As online sales increase and consumers spend more on experiences, retailers are working hard to understand your buying habits and how best to increase sales.
Retail expert Kate Hardcastle has shared methods some retailers are using to get you to spend more money.
Hot spots for products in stores
Some retailers are using technology, such as security camera data, to reveal foot traffic.
These devices have monitored where and how you linger, the most popular products and store hot spots.
Free gift when you spend...
Gifts with purchases are an increasingly popular trend, as retailers encourage you to buy "right here, right now" and to spend more by offering you a free gift with a minimum spend.
Items at eye-line and easy reach
By positioning items at eye-line and in ease of reach for the customer, certain products appear more prominently.
This is usually what the retailer wants you to spend and are often not the "cheapest" items.
How you feel in the store
The design for a store will take into account the brand the company is trying to promote and how they want you to feel in store.
For instance, the scenting, music and sampling in order to create the right atmosphere.
Placing products near the checkout till
Retailers often put great value "pick ups" at the tills - the aim is to get you to spend more money.
By putting the products in prominent places around the store, especially if they're great value items, you might associate that with the brand generally.
Some fashion retailers believe that less is more
If they keep stock low, your subconscious might tell you to grab it now in your size, before it’s gone.
Selling items together
This is not just about suggesting outfits to you - retailers hopes that you might pick up the shirt, suit and shoes which are matched together on displays and mannequins.

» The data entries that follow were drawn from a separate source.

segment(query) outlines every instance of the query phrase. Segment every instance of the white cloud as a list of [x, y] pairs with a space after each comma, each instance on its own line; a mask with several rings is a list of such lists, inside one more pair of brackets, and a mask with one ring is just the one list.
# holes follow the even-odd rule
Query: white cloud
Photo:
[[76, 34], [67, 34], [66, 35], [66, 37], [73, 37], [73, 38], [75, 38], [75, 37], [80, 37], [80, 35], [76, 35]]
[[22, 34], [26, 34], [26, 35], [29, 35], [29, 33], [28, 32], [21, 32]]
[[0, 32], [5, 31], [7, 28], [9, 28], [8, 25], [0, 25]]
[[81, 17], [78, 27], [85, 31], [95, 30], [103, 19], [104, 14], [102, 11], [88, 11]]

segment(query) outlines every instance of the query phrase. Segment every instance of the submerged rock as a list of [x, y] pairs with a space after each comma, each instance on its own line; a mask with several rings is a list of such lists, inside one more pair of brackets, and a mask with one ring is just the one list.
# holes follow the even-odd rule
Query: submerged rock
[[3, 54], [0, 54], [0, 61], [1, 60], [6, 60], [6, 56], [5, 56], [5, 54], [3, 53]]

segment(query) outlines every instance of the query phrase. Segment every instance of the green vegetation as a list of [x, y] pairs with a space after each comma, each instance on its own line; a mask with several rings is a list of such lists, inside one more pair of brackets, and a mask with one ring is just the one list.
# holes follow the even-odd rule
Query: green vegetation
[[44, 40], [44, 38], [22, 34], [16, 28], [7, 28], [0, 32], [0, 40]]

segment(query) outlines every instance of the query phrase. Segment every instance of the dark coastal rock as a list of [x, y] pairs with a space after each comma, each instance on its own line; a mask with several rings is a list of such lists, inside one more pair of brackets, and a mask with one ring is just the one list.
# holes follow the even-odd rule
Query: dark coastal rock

Events thankfully have become more interesting than a cheese and wine late night opening.
From DJ’s to makeovers, food sampling and classes - retailers are investing in fun activities to attract more customers.
Bespoke interactive experiences
Department stores and shops are adding experiential retail into their stores to attract shoppers and encourage them to dwell longer.
Some examples of this include:
Selfridges skate bowl in the men’s department
Foot Locker’s Xbox Experience Zone
Zara’s AR app to enable visualisation of clothes on a person
Lush’s underground spa
Alexander McQueen’s design studio
The old ones are the best - the idea of a trolley or a basket at the entrance is to get you to fill it.
The more comfortable you are at gathering purchases, the more you spend and the longer you will stay.